Following the successes of his previous seasons at Trafalgar Studios, Jamie Lloyd makes a welcome return with his rebranded ‘Jamie Lloyd Company’ (previously Trafalgar Transformed). The first offering is a 50th anniversary revival of Harold Pinter’s The Homecoming.
In typical Pinter style it is a dark tale, following the return of Teddy to his family home with his wife (Ruth) in tow. He arrives to find his brothers Lenny & Joey still living with their father (Max), in a claustrophobic environment bristling with long-held resentment. His uncle Sam (the best chauffeur at the firm, according to his clients) is also still a resident, and is regularly teased by his brother (the boys’ father) about his continued unmarried life. Needless to say, Ruth’s presence causes a bit of a stir, with her status as the only woman in the house.
The production keeps up Jamie Lloyd’s signature style in all ways. The 60s setting allows him to deploy a fantastic soundtrack mostly made up of The Monks (before & after the show, as well as in transitions between scenes), and gives him the opportunity to put some fantastic costumes on show. My particular favourites are a sharp three-piece suit sported by John Simm, and a gorgeous typical 60s green & white dress that Gemma Chan wears so well.
The set is modelled on a work by Francis Bacon, and consists of a room framed by red poles with very little furniture. There are no walls, but the black background manages to increase the oppressive atmosphere by adding a layer of bleakness.
I hardly need point out that once again Jamie Lloyd has a stellar cast at his disposal.
Ron Cook as the irascible Max is, in some ways, your stereotypical 1960s father – but with a very dark edge. As we go through the play you can see his power diminishing; Cook plays this expertly, right down to the eyes.
As ever with Pinter, there is a wealth of ambiguity every step of the way, which must make it challenging but interesting for actors when they make their choices – one such choice is Keith Allen’s portrayal of uncle Sam. The text suggests that he’s probably gay, but this is never fully addressed. Allen covers this very cleverly and doesn’t make it so ‘in your face’ that it becomes too obvious.
Joey (played by John Macmillan) evidently has some kind of developmental disorder, but Macmillan does well not to overdo it and merely play it for laughs.

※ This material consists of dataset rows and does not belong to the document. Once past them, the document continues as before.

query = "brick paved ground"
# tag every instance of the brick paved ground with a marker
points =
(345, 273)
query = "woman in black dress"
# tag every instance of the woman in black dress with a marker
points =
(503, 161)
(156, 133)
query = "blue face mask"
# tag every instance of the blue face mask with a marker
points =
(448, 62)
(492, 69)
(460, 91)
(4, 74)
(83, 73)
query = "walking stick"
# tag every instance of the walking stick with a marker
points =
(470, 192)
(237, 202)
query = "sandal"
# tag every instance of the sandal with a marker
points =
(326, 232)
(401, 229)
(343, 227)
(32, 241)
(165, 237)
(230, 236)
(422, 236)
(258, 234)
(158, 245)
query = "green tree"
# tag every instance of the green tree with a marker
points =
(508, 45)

It all fits with the story; you really do feel for him as it progresses.
Gary Kemp captures the idea of Teddy brilliantly: a controlling & patronising man presenting himself to the world as a caring husband. Pinter gives each character one big moment of introspection via a stage direction. Teddy’s is perhaps the most iconic: putting his fist in his mouth in anxiety. Kemp really makes the most of this single moment that his character loses his cool.
As the sole female character, Ruth is bound to stand out. Gemma Chan amplifies this by putting in a powerful performance – blossoming from diminutive wife to newfound controller of the family. There are many hints that she may have had a breakdown of some kind, which is played sensitively & subtly by Chan.

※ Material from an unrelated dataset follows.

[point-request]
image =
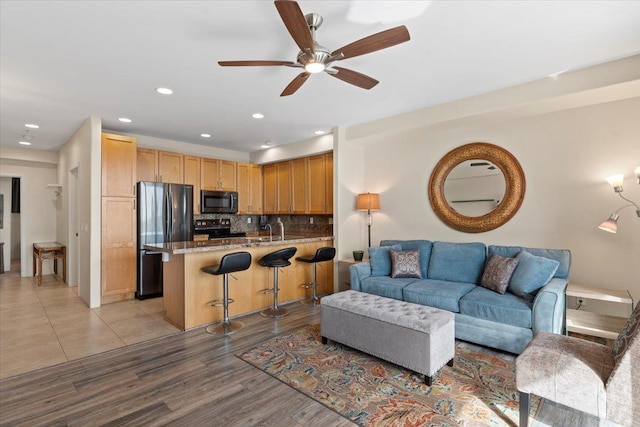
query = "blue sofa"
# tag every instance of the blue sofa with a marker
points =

Ruth may be the focal point of this production, but for me it’s John Simm as Lenny who steals the show. He’s delightfully creepy and seems to relish the power struggles that go on within the family unit. Simm ekes out every last drop of expression from his face, and has deft comic timing. Lenny starts out on the brink of domination, but by the end is as enthralled by Ruth as the rest of the family, despite his scheme – and Simm, as ever, delivers this with true conviction.
My verdict? Uncomfortable yet humorous viewing, featuring some exceptional performances – stylised and direct.
The Homecoming runs at Trafalgar Studios until 13 February 2016. Tickets are available from the box office and online. The last £15 Monday sale is on 2 February for the final Monday performance (8 February).